Container shipping giant Cosco Shipping Holdings has flagged a 74% drop in profits in the first quarter of the year.

The Hong Kong and Shanghai-listed company expect net profit to drop to CNY 8.4bn ($1.2bn) for the first three months of the year.

That is nearly three-quarters down from CNY 32.5bn ($4.7bn) in the same period last year, the company said in a statement today.

The company blamed changes in demand and supply that had led to a 68.4% year-on-year decline in average freight rates as measured by the China Containerized Freight Index.

The profit expectation marks a turning point for Cosco Shipping Holdings, which has reaped billions of dollars from its dual container brands.

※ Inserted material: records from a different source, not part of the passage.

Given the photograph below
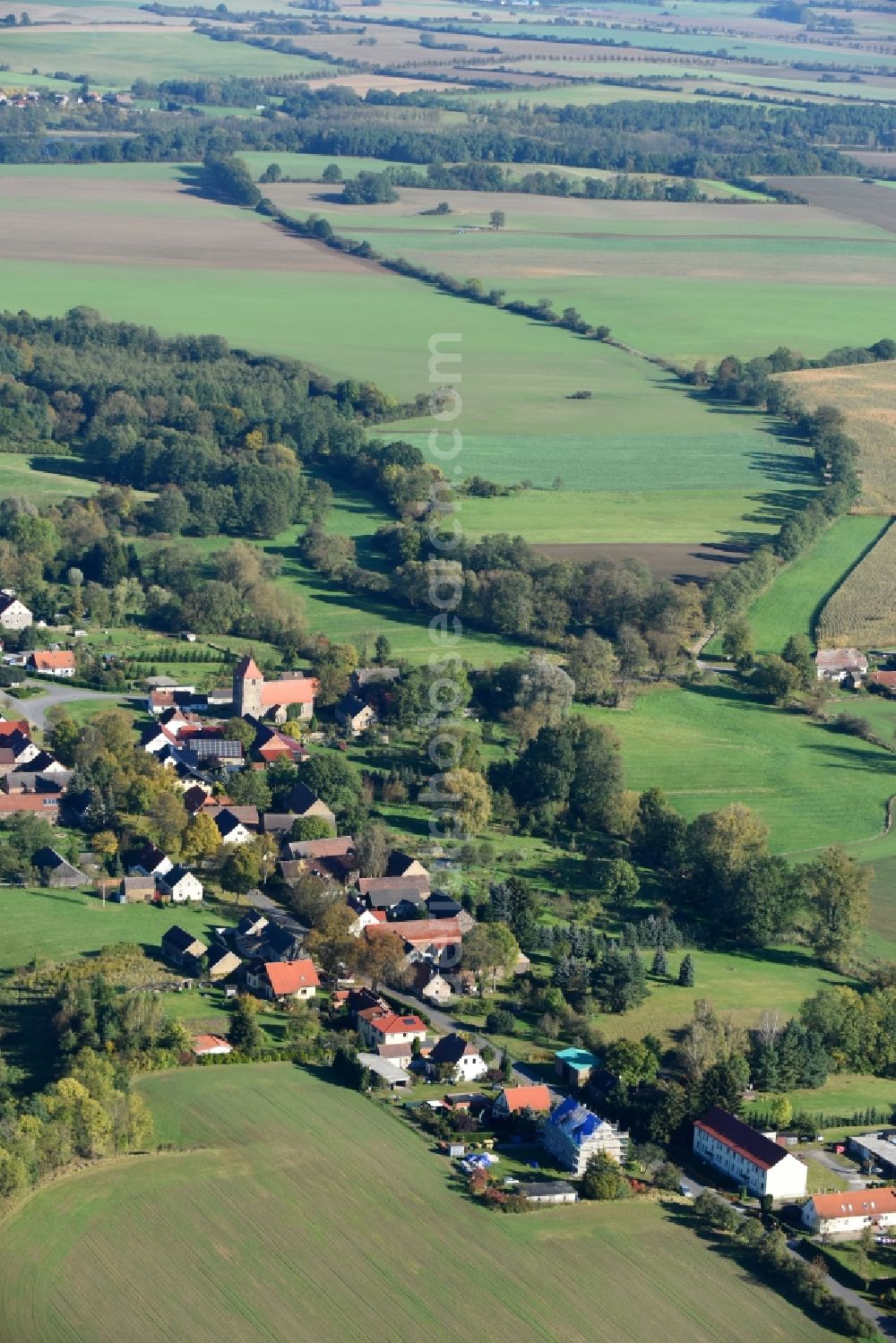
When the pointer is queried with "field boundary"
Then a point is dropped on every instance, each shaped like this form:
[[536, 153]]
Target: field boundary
[[820, 606]]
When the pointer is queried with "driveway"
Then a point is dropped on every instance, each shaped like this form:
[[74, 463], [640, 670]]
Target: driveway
[[37, 708]]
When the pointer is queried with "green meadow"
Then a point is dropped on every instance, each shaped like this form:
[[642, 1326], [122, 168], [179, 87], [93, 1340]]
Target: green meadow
[[236, 1235], [64, 925], [794, 599], [164, 53], [711, 745]]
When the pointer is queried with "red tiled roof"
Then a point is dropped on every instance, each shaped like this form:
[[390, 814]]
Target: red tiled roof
[[858, 1202], [390, 1022], [54, 661], [740, 1138], [288, 977], [7, 729], [298, 689], [527, 1098]]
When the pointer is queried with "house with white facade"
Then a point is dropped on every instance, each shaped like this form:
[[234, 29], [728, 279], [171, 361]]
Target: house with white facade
[[849, 1213], [13, 614], [457, 1055], [747, 1157], [382, 1026], [180, 884], [573, 1133]]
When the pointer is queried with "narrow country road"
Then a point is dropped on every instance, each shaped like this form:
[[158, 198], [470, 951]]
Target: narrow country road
[[35, 710]]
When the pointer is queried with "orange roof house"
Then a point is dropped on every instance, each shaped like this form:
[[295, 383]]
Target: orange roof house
[[284, 978], [513, 1100]]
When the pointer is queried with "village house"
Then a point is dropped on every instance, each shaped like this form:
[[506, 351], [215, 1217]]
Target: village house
[[437, 941], [544, 1192], [841, 665], [747, 1157], [204, 1045], [288, 697], [392, 1074], [236, 825], [183, 949], [403, 865], [398, 896], [222, 963], [354, 715], [573, 1133], [382, 1026], [303, 802], [516, 1100], [575, 1066], [180, 884], [849, 1213], [365, 677], [56, 871], [151, 863], [455, 1057], [430, 985], [13, 614], [58, 664], [271, 745], [281, 979]]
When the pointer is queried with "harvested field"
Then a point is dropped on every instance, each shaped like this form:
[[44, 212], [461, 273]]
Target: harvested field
[[848, 196], [297, 1200], [112, 220], [863, 610], [680, 563], [866, 395]]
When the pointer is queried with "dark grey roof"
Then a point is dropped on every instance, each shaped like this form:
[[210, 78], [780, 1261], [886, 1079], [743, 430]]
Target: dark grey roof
[[532, 1189], [745, 1139], [179, 939], [449, 1049]]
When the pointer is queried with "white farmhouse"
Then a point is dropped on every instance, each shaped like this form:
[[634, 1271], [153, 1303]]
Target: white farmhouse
[[13, 614], [850, 1213], [747, 1157]]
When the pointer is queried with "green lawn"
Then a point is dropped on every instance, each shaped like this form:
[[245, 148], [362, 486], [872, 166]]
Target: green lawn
[[34, 477], [797, 595], [167, 53], [295, 1202], [842, 1095], [713, 745], [62, 925]]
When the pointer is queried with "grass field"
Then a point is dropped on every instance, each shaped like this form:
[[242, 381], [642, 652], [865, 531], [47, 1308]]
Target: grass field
[[296, 1201], [866, 395], [861, 610], [842, 1093], [27, 474], [664, 277], [151, 51], [62, 925], [793, 602], [83, 238], [711, 745]]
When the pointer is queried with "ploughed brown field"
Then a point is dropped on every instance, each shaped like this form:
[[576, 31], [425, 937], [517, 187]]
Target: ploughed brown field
[[866, 396], [147, 222], [680, 563], [849, 196]]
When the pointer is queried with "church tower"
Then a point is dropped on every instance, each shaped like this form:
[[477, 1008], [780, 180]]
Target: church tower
[[247, 688]]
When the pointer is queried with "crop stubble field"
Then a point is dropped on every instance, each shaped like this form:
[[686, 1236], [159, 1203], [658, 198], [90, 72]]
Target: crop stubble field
[[295, 1189], [863, 610]]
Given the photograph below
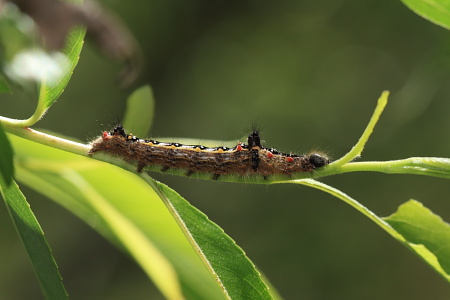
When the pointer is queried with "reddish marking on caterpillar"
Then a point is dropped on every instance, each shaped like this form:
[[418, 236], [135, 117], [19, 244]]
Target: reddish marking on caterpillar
[[243, 159]]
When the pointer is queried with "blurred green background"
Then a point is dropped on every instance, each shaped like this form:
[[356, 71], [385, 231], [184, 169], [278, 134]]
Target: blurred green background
[[309, 74]]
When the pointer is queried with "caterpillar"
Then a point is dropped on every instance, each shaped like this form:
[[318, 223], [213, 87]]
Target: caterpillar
[[243, 159]]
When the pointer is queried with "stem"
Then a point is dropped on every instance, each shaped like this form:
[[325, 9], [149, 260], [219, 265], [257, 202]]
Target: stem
[[430, 166], [48, 140], [359, 147]]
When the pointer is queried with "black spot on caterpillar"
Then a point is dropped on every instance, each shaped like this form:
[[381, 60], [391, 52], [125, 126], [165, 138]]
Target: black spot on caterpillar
[[243, 159]]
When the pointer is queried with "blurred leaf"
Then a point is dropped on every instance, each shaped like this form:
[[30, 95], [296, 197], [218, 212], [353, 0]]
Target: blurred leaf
[[99, 194], [35, 244], [413, 235], [227, 261], [6, 158], [139, 113], [434, 11], [4, 87], [421, 226]]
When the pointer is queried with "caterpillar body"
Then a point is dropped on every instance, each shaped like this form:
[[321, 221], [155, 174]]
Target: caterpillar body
[[243, 159]]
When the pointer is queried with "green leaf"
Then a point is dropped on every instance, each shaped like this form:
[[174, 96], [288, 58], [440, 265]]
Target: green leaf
[[227, 261], [421, 226], [124, 209], [49, 94], [417, 223], [434, 11], [139, 113], [4, 87], [6, 158], [33, 239]]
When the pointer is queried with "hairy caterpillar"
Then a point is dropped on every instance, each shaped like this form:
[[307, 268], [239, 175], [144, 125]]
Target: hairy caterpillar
[[243, 159]]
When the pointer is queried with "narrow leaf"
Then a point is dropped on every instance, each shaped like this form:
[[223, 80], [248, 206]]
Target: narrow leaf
[[6, 158], [235, 273], [121, 207], [48, 94], [4, 87], [409, 236], [33, 239], [436, 11], [419, 225]]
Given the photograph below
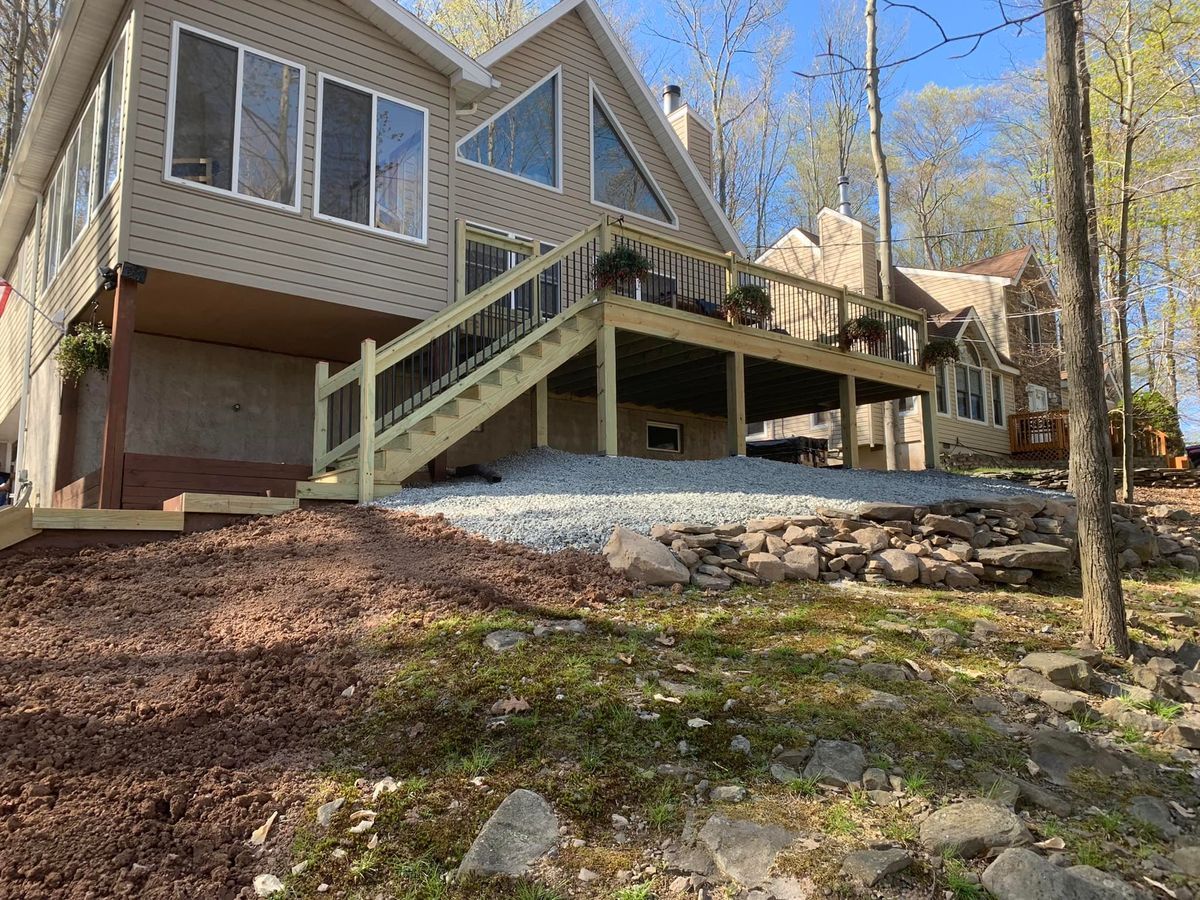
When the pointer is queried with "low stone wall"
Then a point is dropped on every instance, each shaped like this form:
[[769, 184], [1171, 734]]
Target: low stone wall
[[955, 545]]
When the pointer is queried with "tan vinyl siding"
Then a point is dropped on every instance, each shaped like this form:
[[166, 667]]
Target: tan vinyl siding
[[193, 232], [501, 202], [958, 292]]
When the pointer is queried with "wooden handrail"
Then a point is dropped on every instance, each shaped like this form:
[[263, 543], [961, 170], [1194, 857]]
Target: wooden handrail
[[477, 300]]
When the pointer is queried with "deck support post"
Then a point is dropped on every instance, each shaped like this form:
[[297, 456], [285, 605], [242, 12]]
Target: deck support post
[[606, 391], [366, 423], [120, 370], [928, 427], [849, 402], [736, 403], [541, 414]]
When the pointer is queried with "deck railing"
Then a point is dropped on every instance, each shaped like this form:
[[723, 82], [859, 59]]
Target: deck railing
[[507, 288]]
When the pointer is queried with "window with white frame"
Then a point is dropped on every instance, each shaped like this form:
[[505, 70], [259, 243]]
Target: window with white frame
[[372, 160], [90, 165], [234, 119], [664, 437], [525, 138], [969, 385], [619, 179]]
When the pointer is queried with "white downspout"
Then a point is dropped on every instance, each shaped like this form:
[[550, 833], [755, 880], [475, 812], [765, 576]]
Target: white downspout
[[28, 370]]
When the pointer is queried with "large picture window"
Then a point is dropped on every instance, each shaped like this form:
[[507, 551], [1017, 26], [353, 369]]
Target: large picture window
[[90, 165], [618, 177], [234, 119], [523, 138], [371, 167]]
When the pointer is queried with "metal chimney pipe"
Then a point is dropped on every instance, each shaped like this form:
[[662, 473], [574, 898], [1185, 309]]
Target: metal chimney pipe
[[844, 195], [672, 99]]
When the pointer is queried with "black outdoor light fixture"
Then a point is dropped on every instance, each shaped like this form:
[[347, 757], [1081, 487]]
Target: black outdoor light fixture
[[129, 271]]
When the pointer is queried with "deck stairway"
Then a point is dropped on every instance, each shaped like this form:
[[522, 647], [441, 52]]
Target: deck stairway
[[384, 418]]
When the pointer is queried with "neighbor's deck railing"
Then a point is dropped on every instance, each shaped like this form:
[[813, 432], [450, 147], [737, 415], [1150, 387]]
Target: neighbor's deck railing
[[507, 288]]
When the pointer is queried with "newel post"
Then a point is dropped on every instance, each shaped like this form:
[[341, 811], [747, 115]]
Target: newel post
[[366, 423]]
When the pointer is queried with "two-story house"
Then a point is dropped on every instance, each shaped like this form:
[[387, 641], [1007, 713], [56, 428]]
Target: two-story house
[[1000, 311], [335, 250]]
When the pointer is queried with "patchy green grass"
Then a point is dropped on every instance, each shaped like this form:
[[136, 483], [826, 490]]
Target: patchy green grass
[[599, 725]]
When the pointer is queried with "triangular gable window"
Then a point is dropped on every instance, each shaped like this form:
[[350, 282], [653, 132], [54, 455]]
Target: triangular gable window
[[618, 177], [523, 138]]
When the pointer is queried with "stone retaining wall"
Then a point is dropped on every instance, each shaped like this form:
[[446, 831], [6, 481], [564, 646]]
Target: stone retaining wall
[[955, 545]]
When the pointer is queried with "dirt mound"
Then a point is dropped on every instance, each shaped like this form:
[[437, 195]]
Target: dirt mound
[[157, 703]]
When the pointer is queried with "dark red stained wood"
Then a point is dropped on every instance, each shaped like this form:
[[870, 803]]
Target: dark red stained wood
[[150, 480], [120, 367]]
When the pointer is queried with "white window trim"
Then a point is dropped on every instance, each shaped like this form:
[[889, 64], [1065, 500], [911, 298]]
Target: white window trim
[[94, 201], [169, 125], [949, 378], [1003, 405], [983, 383], [671, 426], [595, 96], [557, 187], [376, 96]]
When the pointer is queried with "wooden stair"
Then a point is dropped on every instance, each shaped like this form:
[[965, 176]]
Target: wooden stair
[[403, 448]]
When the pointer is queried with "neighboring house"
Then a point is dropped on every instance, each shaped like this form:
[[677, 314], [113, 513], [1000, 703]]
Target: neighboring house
[[999, 310], [342, 249]]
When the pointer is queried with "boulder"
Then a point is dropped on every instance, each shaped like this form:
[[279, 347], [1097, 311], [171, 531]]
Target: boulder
[[1039, 557], [643, 559], [898, 565], [1023, 875], [1061, 669], [870, 867], [971, 828], [873, 539], [1059, 754], [744, 851], [803, 563], [949, 525], [838, 763], [521, 832], [504, 640], [767, 567]]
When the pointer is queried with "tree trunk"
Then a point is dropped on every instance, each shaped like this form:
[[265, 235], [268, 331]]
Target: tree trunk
[[1103, 621], [1121, 301], [885, 193]]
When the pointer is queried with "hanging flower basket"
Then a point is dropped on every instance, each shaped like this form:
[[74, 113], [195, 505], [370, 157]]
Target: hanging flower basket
[[865, 329], [84, 348], [619, 267], [939, 352], [747, 305]]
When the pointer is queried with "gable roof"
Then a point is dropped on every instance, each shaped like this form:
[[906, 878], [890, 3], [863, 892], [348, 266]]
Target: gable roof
[[1005, 265], [643, 100], [77, 49]]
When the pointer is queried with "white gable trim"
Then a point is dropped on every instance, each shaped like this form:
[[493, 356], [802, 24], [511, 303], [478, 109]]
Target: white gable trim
[[597, 96], [635, 85], [973, 317], [963, 276], [557, 187]]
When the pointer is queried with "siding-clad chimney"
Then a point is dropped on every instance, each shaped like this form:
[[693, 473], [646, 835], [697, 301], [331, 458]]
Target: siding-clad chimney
[[695, 136]]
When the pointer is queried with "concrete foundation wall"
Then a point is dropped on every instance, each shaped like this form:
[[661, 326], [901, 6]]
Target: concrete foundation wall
[[573, 427]]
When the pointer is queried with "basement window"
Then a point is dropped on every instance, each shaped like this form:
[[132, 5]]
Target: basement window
[[664, 437]]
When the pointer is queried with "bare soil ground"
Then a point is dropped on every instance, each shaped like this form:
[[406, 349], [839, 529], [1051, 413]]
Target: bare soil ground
[[159, 703]]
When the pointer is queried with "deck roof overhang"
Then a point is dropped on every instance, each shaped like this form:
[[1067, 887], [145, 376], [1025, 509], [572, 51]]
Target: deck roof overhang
[[676, 360]]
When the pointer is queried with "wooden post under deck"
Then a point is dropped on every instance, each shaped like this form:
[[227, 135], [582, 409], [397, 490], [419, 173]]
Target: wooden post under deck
[[606, 391], [541, 414], [928, 430], [366, 424], [736, 403], [847, 396], [120, 369]]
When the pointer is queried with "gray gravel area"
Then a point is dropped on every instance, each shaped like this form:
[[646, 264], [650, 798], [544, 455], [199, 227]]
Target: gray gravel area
[[552, 499]]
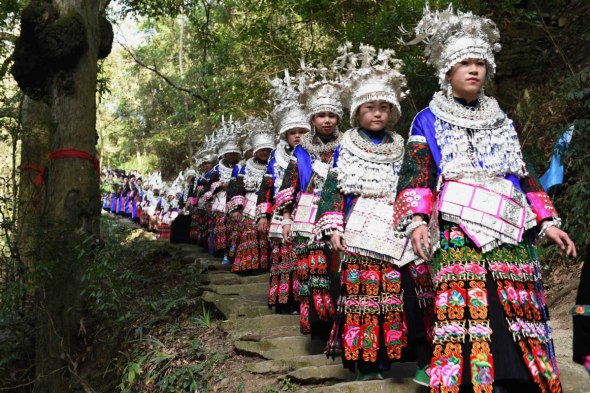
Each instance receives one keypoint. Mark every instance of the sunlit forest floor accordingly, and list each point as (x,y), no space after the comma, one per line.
(157,335)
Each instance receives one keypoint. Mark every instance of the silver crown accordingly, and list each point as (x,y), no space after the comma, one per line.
(227,137)
(322,90)
(287,113)
(377,77)
(451,38)
(260,133)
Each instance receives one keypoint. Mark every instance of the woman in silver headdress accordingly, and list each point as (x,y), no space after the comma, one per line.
(291,123)
(386,295)
(298,196)
(463,172)
(251,252)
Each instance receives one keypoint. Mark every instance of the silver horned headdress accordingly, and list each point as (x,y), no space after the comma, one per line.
(227,137)
(260,133)
(451,38)
(287,113)
(322,91)
(372,75)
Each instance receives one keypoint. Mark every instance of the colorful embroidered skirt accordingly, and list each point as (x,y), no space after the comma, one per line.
(142,214)
(284,285)
(252,248)
(317,303)
(162,230)
(219,231)
(197,218)
(233,239)
(382,308)
(491,317)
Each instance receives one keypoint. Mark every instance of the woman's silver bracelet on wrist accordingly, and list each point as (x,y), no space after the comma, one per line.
(413,226)
(286,221)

These are its wholly-owned Cosco Shipping Lines and Orient Overseas Container Line (OOCL), which the company controls through 71% stake in holding Orient Overseas International (OOIL).

Profits for the Chinese company, which is 41.94% owned by state-owned Cosco Shipping Group, rose 26% to CNY 131.4bn ($19.2bn) in 2022.

Group revenues last year rose 17% to CNY 391bn compared with the previous year.

The container operation of the listed Cosco divisions comprises a fleet of around 489 ships with a capacity of 2.89m teu.

Ebit down

However, in the first quarter of this year, the company expects earnings before interest and tax (ebit) of CNY10.5bn.

That is down from CNY 40.5bn in the same period last year.

Net profit attributable to shareholders in the reporting period is expected to be CNY 6.9bn, down from CNY 27.6bn.

In its results at the end of March, the company warned that “the external environment will become more complex and challenging”.

The company also highlighted long-term issues including the slowing down in demand growth.

Those issues have impacted on Cosco-subsidiary OOCL, which yesterday posted a set of first-quarter figures showing a clear decline in revenue and volumes.

The latest update by OOCL, which is listed in Hong Kong through parent OOIL, shows total revenue decreased 57.8% to $2.18bn year-on-year.

The biggest drop in revenue terms came on trades between Asia and Europe, which brought in $489m, down from $1.5bn in the first three months of 2022.

Transpacific revenue for OOCL was 65.6% lower at $650m, but transatlantic trade actually grew 4.7% to reach $312m, as liftings jumped 25.5% to 128,000 teu.